The question that swirls around in my mind, which none of the articles answers, is if people in positions of authority knew what was going on, why didn’t they call attention to the truth? And does what they knew and didn’t tell make them partially guilty of the BBC’s disgrace?
It reminds me of Misprision of Felony, an old fashioned legal term, infrequently invoked in modern cases when it comes to a situation with a husband and wife, but that’s still on the books.
Cornell University Law School defines it as follows: Whoever, having knowledge of the actual commission of a felony cognizable by a court of the United States, conceals and does not as soon as possible make known the same to some judge or other person in civil or military authority under the United States, shall be fined under this title or imprisoned not more than three years, or both. http://www.law.cornell.edu/uscode/text/18/4
In the bad ole days of 2005 – 2007, the prosecutor tried to intimidate me, frighten me into telling the authorities some additional dirt that would implicate me or paint my then-husband with greater guilt. It worked, in that I was terrified, but as I knew nothing, could tell him nothing new.

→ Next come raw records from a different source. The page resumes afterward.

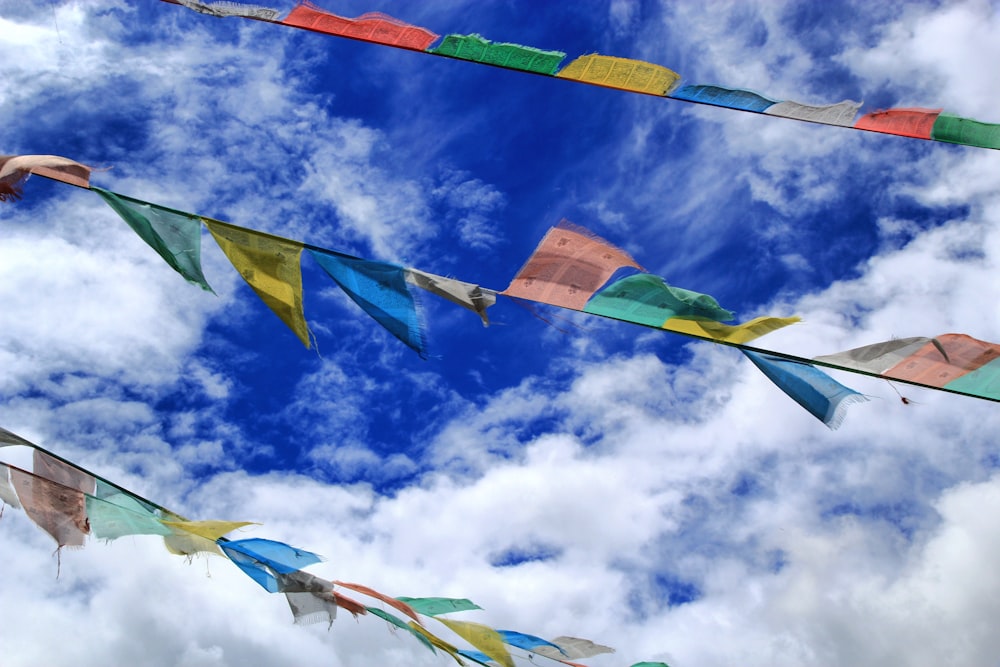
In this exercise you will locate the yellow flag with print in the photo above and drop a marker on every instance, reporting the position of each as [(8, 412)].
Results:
[(271, 265)]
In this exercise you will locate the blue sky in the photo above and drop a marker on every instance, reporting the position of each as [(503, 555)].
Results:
[(593, 478)]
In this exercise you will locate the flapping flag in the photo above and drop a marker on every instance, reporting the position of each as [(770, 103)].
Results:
[(965, 131), (59, 510), (372, 27), (175, 236), (572, 648), (262, 560), (622, 73), (436, 606), (310, 598), (483, 638), (743, 100), (527, 642), (825, 398), (955, 362), (7, 494), (513, 56), (224, 8), (372, 593), (468, 295), (381, 290), (120, 514), (15, 169), (916, 123), (271, 266), (842, 113)]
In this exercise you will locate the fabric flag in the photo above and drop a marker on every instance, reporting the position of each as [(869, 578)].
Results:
[(647, 299), (621, 73), (966, 131), (436, 641), (15, 169), (224, 8), (262, 559), (744, 100), (470, 296), (842, 113), (175, 236), (825, 398), (512, 56), (916, 123), (400, 623), (7, 494), (527, 642), (310, 598), (725, 333), (568, 266), (573, 648), (119, 515), (57, 509), (483, 637), (392, 602), (371, 27), (381, 290), (271, 266), (436, 606), (955, 362), (189, 538), (7, 438)]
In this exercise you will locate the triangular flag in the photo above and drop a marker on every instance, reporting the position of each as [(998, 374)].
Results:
[(825, 398), (271, 266), (175, 236), (483, 637), (380, 289)]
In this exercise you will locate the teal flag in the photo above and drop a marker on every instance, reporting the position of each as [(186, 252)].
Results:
[(175, 236)]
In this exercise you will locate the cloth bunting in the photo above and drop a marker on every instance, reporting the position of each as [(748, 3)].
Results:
[(403, 625), (271, 266), (917, 123), (372, 593), (436, 606), (743, 100), (436, 641), (15, 169), (568, 266), (381, 290), (622, 73), (572, 648), (7, 494), (57, 509), (825, 398), (121, 514), (189, 538), (955, 362), (483, 637), (512, 56), (647, 299), (842, 113), (467, 295), (225, 8), (527, 642), (175, 236), (262, 560), (371, 27)]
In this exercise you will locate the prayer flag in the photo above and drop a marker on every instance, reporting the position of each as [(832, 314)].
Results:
[(175, 236), (271, 266)]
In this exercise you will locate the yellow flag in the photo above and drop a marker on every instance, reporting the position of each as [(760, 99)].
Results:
[(623, 73), (740, 333), (483, 637), (271, 266), (436, 641)]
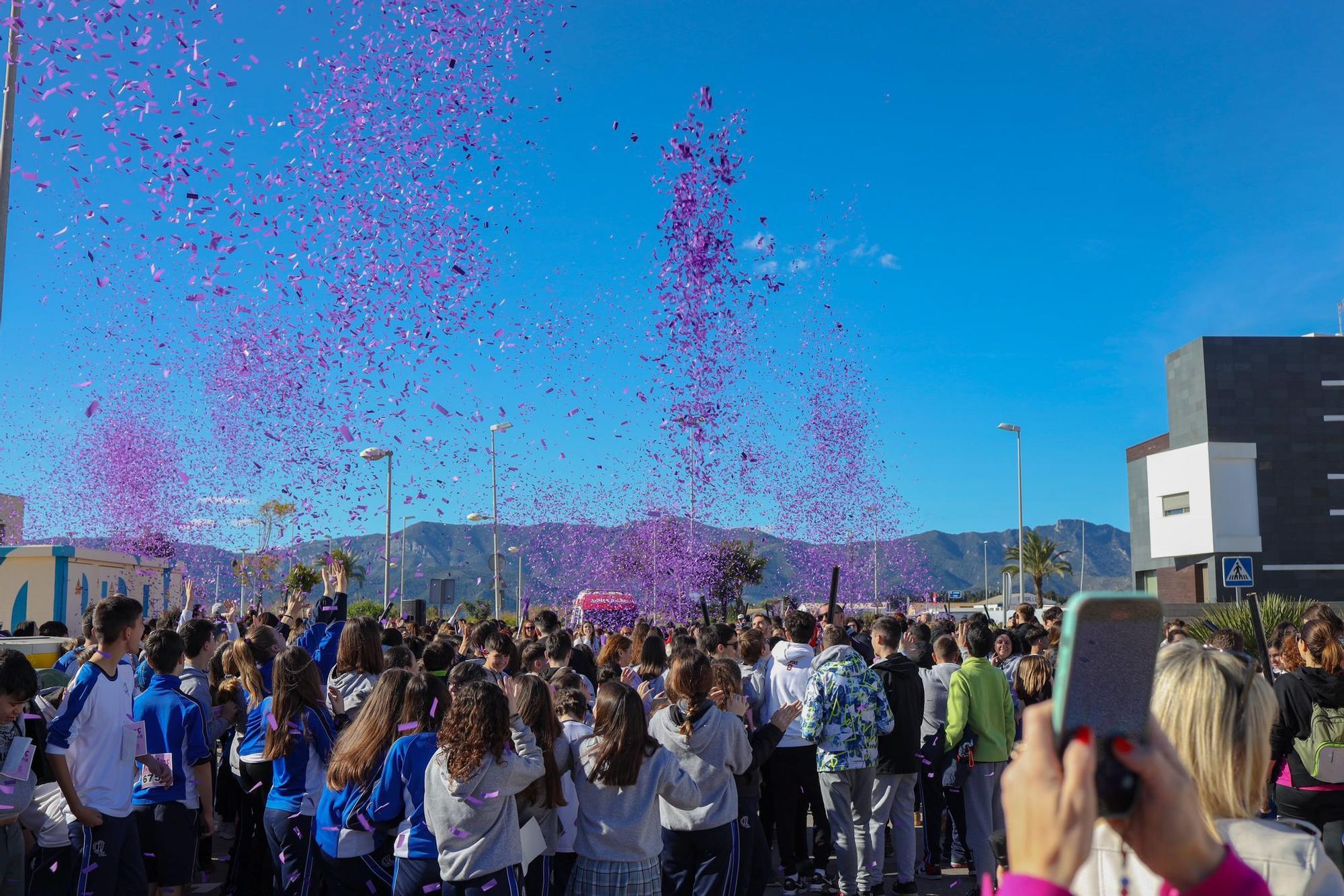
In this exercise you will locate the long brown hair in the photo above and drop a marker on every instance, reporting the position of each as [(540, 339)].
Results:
[(642, 632), (538, 713), (361, 647), (612, 651), (476, 726), (622, 737), (298, 687), (1323, 643), (428, 702), (362, 748), (654, 659), (249, 655), (1033, 679)]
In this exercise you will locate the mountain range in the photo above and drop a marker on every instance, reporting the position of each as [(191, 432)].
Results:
[(956, 561)]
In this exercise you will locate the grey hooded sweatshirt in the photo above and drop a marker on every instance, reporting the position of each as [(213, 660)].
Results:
[(354, 688), (622, 824), (716, 752), (475, 821)]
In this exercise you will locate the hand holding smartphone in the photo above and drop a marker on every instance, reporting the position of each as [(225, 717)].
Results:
[(1108, 654)]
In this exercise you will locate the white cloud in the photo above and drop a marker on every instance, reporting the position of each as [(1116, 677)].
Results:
[(763, 242), (864, 251)]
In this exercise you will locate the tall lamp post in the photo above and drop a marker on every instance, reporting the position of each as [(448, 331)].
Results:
[(1022, 561), (378, 455), (1083, 574), (519, 598), (11, 99), (986, 545), (401, 561), (874, 510), (495, 518)]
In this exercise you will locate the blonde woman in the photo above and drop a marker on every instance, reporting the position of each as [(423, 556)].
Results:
[(1217, 710)]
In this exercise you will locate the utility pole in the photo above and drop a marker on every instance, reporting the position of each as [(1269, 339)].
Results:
[(11, 99)]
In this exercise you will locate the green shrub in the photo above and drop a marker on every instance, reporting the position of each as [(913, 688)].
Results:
[(1275, 609), (302, 578)]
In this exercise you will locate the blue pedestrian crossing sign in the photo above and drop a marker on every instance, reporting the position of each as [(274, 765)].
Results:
[(1238, 573)]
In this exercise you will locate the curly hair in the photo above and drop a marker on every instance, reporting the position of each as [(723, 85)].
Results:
[(476, 726)]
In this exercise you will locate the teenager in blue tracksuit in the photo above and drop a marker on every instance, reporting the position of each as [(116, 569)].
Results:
[(398, 796), (251, 659), (169, 812), (355, 855), (300, 734)]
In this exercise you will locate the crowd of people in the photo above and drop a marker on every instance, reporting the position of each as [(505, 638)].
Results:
[(358, 756)]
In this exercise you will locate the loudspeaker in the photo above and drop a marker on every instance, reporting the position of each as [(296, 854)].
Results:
[(415, 611), (442, 593)]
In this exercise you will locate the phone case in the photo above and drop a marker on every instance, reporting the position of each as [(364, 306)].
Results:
[(1073, 613)]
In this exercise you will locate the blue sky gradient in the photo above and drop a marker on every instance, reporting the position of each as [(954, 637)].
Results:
[(1030, 206)]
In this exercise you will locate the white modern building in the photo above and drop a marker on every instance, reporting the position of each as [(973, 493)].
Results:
[(1253, 464)]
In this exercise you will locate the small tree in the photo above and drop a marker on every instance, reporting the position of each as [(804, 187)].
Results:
[(349, 559), (271, 515), (1275, 609), (1041, 558), (365, 609), (730, 566), (302, 578)]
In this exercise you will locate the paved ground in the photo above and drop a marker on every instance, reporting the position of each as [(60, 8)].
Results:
[(955, 883)]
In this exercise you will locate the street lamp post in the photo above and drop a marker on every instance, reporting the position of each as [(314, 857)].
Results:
[(401, 561), (987, 570), (519, 598), (1083, 574), (873, 510), (495, 519), (378, 455), (1022, 561)]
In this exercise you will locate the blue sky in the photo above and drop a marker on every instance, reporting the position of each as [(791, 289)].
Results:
[(1032, 206)]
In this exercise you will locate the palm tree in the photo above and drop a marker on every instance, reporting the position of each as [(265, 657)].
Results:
[(1041, 558)]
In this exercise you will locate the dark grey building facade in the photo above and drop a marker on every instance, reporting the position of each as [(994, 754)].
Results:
[(1253, 464)]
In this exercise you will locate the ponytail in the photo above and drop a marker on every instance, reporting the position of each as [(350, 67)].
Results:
[(689, 682), (249, 672), (249, 654), (1333, 658), (1323, 641)]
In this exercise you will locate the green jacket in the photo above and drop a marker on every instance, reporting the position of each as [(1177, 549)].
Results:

The government would have had to prove that he was guilty and that I had knowledge of what he was doing, that I had failed to notify the authorities and had taken steps to conceal his crime. None of that was the case, but the feds were in hot pursuit for more outrage. After all, the investigators had to do their jobs, part of which was to look for others who might be participating with my then-husband in his criminal behavior.
The threatened arrest, because of misprision of felony, may have been a dead-end possibility from the beginning, but was another form of intimidation that kept the pressure on. It kept alive the possibility that they could arrest me for something terrible that would take away my freedom, remove me from my family, and end my life as I knew it.
What fears do those at the BBC have, as they cooperate with the powers that be and yet hope that the authorities find nothing more, and if they do, that it has nothing to do with them?